Among patients with newly diagnosed or R/R AML or high-risk MDS receiving nonintensive therapy, integrated palliative care intervention resulted in earlier documentation of end-of-life care discussions. The rate of discussion and documentation of end-of-life care preferences was significantly improved with integrated palliative care compared with usual care. Of importance, for patients with these diseases, this is the first randomized study to assess whether the integration of palliative care intervention could be of use and whether it could be considered to be a new standard of care to optimize other aspects of patient care beyond just disease control.

Overall Conclusions

This overview of important studies in leukemias/MDS presented at the 2024 ASCO annual meeting covers a range of diseases and treatment options. ASC4FIRST and MANIFEST-2 focus on potential new standards of care for newly diagnosed patients with cancer. The ASC4FIRST trial highlights efficacy and safety of the new-generation BCR::ABL allosteric inhibitor asciminib, which has a novel mechanism of action. Asciminib outperformed all other TKIs studied, in that it rapidly induced MMR in adult patients with newly diagnosed CML-CP. The MANIFEST-2 trial demonstrated for the first time that the addition of an agent to ruxolitinib is potentially more beneficial than ruxolitinib alone for patients with intermediate-risk or high-risk MF. The addition of pelabresib to ruxolitinib demonstrated SVR ≥35% in more patients vs placebo plus ruxolitinib. However, there appeared to be no significant difference in disease-related symptoms with the addition of pelabresib to ruxolitinib, suggesting that an agent with a different mechanism of action and/or the use of different approaches may still be needed to address these different aspects of determining disease progression.
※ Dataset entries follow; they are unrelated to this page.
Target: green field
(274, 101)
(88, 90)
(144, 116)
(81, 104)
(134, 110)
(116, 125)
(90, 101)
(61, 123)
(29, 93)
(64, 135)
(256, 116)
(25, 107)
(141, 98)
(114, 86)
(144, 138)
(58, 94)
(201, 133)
Obe-cel is an impressive addition to the current armamentarium of CAR T-cell therapies for adult patients with R/R B-cell ALL. Obe-cel is associated with a very low rate of immune-related AEs and in the FELIX trial, it demonstrated a very high CR/CRi rate of 78% in this setting. Of importance, the finding that approximately 60% of patients were still alive at 12 months, even without subsequent SCT, makes obe-cel a highly promising treatment approach. Finally, with the focus on other aspects of cancer care, it is important to remember that not all patients with hematologic cancers can receive curative therapy. For these individuals, it is clear that early palliative care interventions for older patients with AML/MDS receiving nonintensive therapy is beneficial compared with usual care.

In conclusion, the future of the leukemia/MDS field remains bright with advances occurring in the newly diagnosed, R/R and end-of-life disease settings.